The story is written very differently. It is laid out like series of short stories. Spanning five decades, each chapter tells the story of how each person (a mother and son, move on to a police detective, college students, a journalist and a psychologist) arrived at Slade House and their encounter with Jonah and Norah, the telepathic twins. The people never come out alive. As the disappearances continue, the story becomes that of an urban legend, so naturally, some people start exploring and more people are drawn to Slade House. A different character narrates each chapter and the story is weaved together with some connecting force in each one.
I found the novel, overall, to be quite eerie, but I didn’t think it fit into a “horror” genre. It is absolutely a paranormal fantasy story. I found that it read quite juvenile. Almost like a Goosebumps story or a story I would have seen on Are You Afraid of the Dark. I did appreciate the consistency of the stories, each one begins with the invitation, the story develops and then they end with the disappearance.
My favourite chapter or section of the book ended up being Chapter 3, entitled “Oink, Oink”, that follows a group of college students from a Paranormal Society as they try and find this house that is now an urban legend. I felt like this one was the most creepy and it is one of the first chapters where we get some actual information of what could be going on at Slade House.

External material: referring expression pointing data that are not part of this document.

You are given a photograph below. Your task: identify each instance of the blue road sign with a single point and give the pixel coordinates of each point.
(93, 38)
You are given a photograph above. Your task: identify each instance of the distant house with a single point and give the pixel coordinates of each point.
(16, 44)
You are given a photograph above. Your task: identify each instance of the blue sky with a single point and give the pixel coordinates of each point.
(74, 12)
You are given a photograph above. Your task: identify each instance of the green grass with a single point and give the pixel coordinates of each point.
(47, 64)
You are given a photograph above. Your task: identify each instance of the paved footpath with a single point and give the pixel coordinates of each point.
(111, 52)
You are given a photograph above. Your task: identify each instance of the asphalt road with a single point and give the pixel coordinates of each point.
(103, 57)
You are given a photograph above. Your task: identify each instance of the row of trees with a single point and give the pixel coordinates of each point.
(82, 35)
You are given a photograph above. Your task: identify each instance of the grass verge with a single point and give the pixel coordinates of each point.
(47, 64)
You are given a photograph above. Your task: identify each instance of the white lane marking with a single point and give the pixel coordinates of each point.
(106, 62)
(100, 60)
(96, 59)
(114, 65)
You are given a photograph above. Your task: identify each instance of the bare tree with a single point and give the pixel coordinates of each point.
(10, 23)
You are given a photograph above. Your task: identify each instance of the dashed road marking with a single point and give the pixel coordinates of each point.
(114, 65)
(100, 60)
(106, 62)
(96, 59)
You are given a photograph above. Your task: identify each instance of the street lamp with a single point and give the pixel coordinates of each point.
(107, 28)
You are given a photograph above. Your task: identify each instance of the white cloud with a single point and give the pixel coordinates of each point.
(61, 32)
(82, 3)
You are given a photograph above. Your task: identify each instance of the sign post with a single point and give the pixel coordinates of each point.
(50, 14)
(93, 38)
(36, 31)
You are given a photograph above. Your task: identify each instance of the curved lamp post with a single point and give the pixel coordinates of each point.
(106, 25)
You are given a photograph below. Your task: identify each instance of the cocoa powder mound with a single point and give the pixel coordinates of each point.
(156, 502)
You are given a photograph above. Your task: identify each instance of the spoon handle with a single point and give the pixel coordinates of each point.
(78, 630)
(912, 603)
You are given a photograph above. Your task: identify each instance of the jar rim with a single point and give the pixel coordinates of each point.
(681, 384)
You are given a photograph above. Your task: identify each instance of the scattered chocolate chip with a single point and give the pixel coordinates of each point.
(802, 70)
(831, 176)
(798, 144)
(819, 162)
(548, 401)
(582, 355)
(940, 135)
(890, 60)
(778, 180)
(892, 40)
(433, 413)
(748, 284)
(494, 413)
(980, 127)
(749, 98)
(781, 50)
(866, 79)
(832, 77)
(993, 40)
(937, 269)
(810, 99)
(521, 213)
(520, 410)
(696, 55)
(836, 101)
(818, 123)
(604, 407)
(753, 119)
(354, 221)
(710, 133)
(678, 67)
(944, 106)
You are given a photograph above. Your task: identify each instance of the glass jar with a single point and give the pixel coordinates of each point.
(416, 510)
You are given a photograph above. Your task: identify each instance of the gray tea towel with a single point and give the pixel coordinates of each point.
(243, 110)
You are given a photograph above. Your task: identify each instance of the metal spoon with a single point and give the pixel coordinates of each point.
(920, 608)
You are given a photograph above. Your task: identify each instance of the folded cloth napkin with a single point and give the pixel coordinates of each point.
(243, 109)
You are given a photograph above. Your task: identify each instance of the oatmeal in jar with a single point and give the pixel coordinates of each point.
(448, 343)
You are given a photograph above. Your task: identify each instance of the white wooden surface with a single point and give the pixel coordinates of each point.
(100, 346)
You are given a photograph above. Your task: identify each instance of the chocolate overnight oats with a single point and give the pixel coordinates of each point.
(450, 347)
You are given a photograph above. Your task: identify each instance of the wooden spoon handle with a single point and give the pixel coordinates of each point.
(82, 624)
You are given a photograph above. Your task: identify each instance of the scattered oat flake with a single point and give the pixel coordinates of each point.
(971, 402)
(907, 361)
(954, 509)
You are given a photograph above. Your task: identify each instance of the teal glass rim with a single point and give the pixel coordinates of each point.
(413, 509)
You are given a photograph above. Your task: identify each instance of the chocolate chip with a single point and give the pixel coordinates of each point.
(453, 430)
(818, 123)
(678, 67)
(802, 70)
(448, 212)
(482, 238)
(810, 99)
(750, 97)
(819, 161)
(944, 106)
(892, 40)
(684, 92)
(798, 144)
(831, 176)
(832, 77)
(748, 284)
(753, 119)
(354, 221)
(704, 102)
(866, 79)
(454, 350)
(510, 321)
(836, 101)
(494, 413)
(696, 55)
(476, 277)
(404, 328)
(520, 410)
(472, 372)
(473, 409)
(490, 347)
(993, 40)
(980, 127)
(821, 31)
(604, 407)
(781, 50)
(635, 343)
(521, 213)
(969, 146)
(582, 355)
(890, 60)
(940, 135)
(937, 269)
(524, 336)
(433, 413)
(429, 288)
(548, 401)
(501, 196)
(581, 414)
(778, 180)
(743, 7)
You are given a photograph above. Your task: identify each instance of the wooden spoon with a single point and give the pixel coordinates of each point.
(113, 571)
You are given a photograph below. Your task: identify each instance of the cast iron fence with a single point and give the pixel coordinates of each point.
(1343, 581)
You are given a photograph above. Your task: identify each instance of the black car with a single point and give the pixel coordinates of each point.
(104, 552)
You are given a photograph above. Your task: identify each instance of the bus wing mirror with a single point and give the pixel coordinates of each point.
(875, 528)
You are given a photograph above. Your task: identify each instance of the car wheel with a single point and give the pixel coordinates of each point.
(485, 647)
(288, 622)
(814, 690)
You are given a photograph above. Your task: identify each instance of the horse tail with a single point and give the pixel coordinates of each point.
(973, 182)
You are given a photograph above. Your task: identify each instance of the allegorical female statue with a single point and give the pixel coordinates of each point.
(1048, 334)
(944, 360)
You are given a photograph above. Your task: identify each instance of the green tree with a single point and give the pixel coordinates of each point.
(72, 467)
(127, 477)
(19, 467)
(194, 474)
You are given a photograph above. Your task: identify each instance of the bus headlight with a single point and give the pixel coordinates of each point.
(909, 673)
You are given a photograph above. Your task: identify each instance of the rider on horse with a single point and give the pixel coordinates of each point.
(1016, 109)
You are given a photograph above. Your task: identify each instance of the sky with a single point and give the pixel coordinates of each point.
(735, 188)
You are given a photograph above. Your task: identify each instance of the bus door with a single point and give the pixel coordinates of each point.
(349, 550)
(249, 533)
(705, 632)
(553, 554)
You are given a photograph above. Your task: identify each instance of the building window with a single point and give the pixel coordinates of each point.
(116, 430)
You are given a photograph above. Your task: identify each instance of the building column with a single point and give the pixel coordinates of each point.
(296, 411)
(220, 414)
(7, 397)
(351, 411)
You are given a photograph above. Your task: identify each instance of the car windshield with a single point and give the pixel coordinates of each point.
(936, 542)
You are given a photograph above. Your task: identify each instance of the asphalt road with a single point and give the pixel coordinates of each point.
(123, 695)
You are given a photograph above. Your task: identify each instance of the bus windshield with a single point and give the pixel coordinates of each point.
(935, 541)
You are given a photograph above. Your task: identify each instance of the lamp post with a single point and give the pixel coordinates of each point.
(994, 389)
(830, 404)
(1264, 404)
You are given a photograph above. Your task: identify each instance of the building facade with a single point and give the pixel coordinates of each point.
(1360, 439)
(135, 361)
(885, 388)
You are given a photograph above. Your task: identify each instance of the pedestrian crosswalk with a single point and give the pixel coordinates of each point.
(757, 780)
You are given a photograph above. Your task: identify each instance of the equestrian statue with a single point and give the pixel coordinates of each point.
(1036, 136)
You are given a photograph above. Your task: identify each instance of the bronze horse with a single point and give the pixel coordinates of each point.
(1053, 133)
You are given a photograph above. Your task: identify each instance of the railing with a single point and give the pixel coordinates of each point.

I found that this novel was a little hard to get a full grasp on. The novel was short in itself, and then the narration- being like short stories, didn’t allow me to connect to any of the characters fully. Upon some further research, I found out that this novel was actually a companion to another of Mitchell’s work called The Bone Clock. Perhaps if I read this novel first, I would have liked this one better. There is also an abundance of language that is associated with the paranormal and the occult; I had to cross-reference and look up these terms as I was reading them so I could understand.
If you are a fan of the paranormal and love classic ghost stories, then I think this one would be something you’d enjoy. However, if you are looking to be scared, I would skip this one. I think you’ll be disappointed.
WOULD I RECOMMEND THIS BOOK? Bottomline? If you are an aficionado of the paranormal genre, then you’ll probably enjoy this one. Otherwise, I’d skip it.